The PayPal lawsuit contends that Tilenius helped Google poach Bedier and named both executives and the Internet company as defendants in a civil case alleging misappropriation of trade secrets.

Mobile payments are being tested or used in a number of countries already, notably France and Japan, but Google Wallet will be among the first to bring NFC technology to stores in the United States.

NFC technology uses short-range, high frequency wireless to enable the encrypted exchange of information between devices at a short distance.

Three of the largest US wireless carriers -- AT&T, T-Mobile and Verizon Wireless -- announced in November that they were teaming up to build a national network called "Isis" to allow for payments by mobile phones.

They said they expect to introduce the service during the next 18 months.

Then-Google chief executive Eric Schmidt said shortly before the Nexus S smartphone hit the market in December that he expects tap-and-pay technology to eventually replace credit cards.
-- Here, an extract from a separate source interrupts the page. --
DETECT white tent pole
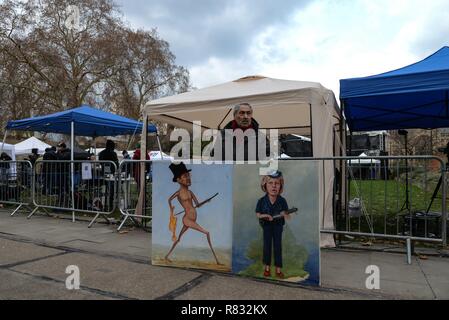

Forrester Research analyst Charles Golvin said it remains to be seen, however, whether Google can change the payment behavior of consumers, and it will take time and more widespread adoption to find out.

"Relying on an installed base of phones that is today indistinguishable from zero, a single payment system, a single card issuer, and a modest network of merchants capable of accepting these phone-based payments means that the near-term impact will be negligible," Golvin said.

Andrew Eisner, director of community and content at Retrevo, agreed that "the big question is how consumers will warm up to NFC."

"So far it looks like consumers are a bit skeptical," Eisner said. "They worry about security and privacy issues."

Google said it has built a number of security systems into Google Wallet including the need for a PIN number and credit card encryption. If lost, the payment system can be disabled with a phone call.

In addition to allowing for mobile payments, Google Wallet lets consumers pay using gift cards and redeem promotions such as discounts or coupons.

"Google Wallet will start with offers, loyalty and gift cards, but some day items like receipts, boarding passes and tickets will all be seamlessly synced to your Google Wallet," Google said in a blog post.